Resûlullah’tan -sallallâhu aleyhi vesellem- rivayet ettiği bir hadis şöyledir: “Yüce Allah şöyle buyurdu: Mü’min kulumun başına bir bela getirdiğimde ziyaretçilerine beni şikâyet etmezse onu esaretten kurtarırım ve ona etinden hayırlı bir et, kanından hayırlı kan veririm. Sonra amellerine baştan başlar.”
Açıklama:
Kardeşim bir de Yüce Allah’ı yaratılanlara şikâyet etme, şikâyetini Allah’a (c.c.) yap, derdini O’na söyle. O sana, senden ve tüm insanlardan daha merhametlidir. Yerde ve gökte hiçbir şeyin hiçbir şeyden aciz bırakamadığı O’dur. Sana bu hastalığı veren ve onu kaldırmaya ve yok etmeye asıl gücü yeten de O’dur.
İbn Kayyım (rh.a) der ki: “Derdini Allah’a (c.c.) şikayet etmek sabra aykırı değildir. Nitekim Yakup (a.s.) güzel sabırla sabretme vaadinde bulunmuştur. Peygamber bir vaadde bulunduğunda onu yerine mutlaka getirir. Yakup (a.s.) daha sonra: “Ben derdimi ve hüznümü Allah’a şikayet ediyorum” demiştir. Eyyub (a.s.) da öyle; “Bu dert bana dokundu. Sen merhametlilerin en merhametlisisin” diye niyaz etmesine rağmen Allah (c.c.) “onu sabırlı bulduğunu” söylemiştir. Sabrı bozan şey Allah’a (c.c.) şikâyet değil, Allah’ı (c.c.) şikâyettir. Nitekim bir zat birisini ihtiyacını ve derdini birine yanarken görmüş ve “Ey adam! Sana merhamet edeni merhamet etmeyene mi şikâyet ediyorsun?” demiş, sonra şu şiiri söylemiştir:
Başına bir bela geldiğinde asilce sabret. Çünkü O (c.c.) sana daha merhametlidir. Âdemoğluna şikâyette bulununca sen, Merhametliyi merhametsize şikâyet ediyorsun .

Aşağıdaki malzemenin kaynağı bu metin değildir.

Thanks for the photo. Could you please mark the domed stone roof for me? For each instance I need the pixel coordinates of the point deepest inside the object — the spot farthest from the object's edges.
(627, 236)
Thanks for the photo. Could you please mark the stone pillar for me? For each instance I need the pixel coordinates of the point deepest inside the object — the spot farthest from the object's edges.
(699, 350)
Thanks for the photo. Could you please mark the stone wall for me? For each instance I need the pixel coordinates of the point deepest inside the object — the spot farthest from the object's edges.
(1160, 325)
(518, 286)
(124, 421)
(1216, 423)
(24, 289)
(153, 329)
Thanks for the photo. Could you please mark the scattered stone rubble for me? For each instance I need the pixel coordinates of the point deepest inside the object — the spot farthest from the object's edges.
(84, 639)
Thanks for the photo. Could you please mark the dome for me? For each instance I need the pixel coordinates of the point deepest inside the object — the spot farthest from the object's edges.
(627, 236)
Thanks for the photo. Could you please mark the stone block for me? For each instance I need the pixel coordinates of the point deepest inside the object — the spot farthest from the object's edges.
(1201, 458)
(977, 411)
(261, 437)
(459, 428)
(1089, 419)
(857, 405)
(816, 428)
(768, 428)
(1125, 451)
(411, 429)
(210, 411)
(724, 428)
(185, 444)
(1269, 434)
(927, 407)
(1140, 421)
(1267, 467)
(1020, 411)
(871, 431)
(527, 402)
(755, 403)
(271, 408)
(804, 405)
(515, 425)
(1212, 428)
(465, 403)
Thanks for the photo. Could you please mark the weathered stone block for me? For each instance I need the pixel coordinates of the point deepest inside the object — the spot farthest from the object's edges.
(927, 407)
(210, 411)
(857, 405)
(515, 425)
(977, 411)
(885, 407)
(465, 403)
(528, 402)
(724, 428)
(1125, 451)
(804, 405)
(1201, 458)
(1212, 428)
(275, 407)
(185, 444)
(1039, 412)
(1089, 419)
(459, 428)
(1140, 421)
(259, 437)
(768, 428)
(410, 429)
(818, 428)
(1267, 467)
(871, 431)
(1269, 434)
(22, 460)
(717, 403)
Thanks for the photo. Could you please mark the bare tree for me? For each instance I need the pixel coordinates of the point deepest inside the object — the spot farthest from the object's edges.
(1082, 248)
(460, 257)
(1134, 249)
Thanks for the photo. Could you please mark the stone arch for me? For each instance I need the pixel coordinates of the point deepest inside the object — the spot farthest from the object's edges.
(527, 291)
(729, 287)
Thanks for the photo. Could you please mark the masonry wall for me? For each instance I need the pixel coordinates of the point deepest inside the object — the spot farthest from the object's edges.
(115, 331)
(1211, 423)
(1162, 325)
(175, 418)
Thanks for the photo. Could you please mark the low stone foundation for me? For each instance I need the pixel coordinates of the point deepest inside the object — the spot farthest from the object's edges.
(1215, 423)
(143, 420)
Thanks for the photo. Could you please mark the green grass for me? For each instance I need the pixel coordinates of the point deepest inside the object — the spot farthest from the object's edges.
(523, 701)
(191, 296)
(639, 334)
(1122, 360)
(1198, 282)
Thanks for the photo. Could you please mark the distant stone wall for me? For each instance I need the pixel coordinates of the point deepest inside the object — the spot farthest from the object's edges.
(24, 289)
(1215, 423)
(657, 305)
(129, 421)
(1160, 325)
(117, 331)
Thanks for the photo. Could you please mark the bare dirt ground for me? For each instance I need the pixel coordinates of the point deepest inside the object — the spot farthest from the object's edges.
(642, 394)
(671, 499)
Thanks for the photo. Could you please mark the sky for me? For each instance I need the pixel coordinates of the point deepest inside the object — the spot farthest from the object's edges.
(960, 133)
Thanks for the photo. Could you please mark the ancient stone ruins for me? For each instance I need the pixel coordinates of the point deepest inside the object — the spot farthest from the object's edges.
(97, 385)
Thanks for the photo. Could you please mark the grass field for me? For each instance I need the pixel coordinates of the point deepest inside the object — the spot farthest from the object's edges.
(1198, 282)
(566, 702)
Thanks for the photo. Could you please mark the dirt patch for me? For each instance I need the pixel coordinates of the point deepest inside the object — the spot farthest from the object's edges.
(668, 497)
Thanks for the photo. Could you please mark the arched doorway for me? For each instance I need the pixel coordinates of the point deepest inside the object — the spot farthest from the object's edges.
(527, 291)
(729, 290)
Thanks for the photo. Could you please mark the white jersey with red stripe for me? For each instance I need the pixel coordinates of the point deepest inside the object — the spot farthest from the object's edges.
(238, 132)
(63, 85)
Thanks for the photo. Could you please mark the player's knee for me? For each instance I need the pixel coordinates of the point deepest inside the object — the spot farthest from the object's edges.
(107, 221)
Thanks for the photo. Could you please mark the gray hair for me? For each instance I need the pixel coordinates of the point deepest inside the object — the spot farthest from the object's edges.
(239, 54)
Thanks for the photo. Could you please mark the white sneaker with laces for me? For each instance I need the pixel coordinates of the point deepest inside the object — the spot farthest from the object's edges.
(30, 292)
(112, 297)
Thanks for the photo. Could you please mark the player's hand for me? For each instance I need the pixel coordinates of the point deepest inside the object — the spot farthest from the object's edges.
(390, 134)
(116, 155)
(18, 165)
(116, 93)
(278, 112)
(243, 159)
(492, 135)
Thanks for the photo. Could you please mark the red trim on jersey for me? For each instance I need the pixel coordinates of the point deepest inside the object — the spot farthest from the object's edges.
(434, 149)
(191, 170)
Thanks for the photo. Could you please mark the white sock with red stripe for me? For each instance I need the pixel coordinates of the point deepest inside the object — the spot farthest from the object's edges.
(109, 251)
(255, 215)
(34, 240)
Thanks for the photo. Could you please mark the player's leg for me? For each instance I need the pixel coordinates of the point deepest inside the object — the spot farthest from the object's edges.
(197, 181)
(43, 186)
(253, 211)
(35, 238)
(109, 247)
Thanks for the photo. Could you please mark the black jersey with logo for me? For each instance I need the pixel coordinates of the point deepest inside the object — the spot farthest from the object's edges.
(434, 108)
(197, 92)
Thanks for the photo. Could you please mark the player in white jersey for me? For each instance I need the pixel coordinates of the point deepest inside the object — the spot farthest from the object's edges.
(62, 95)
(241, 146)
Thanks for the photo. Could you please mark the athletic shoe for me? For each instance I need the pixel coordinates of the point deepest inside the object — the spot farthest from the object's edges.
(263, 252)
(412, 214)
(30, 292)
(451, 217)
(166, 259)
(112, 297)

Hastanın hastalığını şikâyet etme maksadıyla değil de, halini sorana cevap vermek veya doktora durumu haber vermek veya bir deva söylemesini umduğu kimseye durumunu açmak maksadıyla söylemesinde ise bir beis yoktur ve bu durumda sabretmemiş sayılmaz.
İbn Kayyım (rh.a) der ki: “İnsanlara halini beyan etmek eğer birilerinin tavsiyesinden veya yardımından faydalanmak ve zararı def etmek maksadıyla yapılırsa bu sabra zarar vermez. Hastanın acılarını doktora anlatması, mazlumun halini yardım göreceği birine söylemesi, başına bir bela gelen kimsenin bunu kurtuluşunun eliyle olacağını umduğu kimseye haber vermesi gibi. Nitekim Hz. Peygamber -sallallâhu aleyhi vesellem- bir hastaya ziyarete gittiğinde “Kendini nasıl hissediyorsun?” diye halini sorardı. Bunu ondan haber almak ve halini öğrenmek için yapardı.”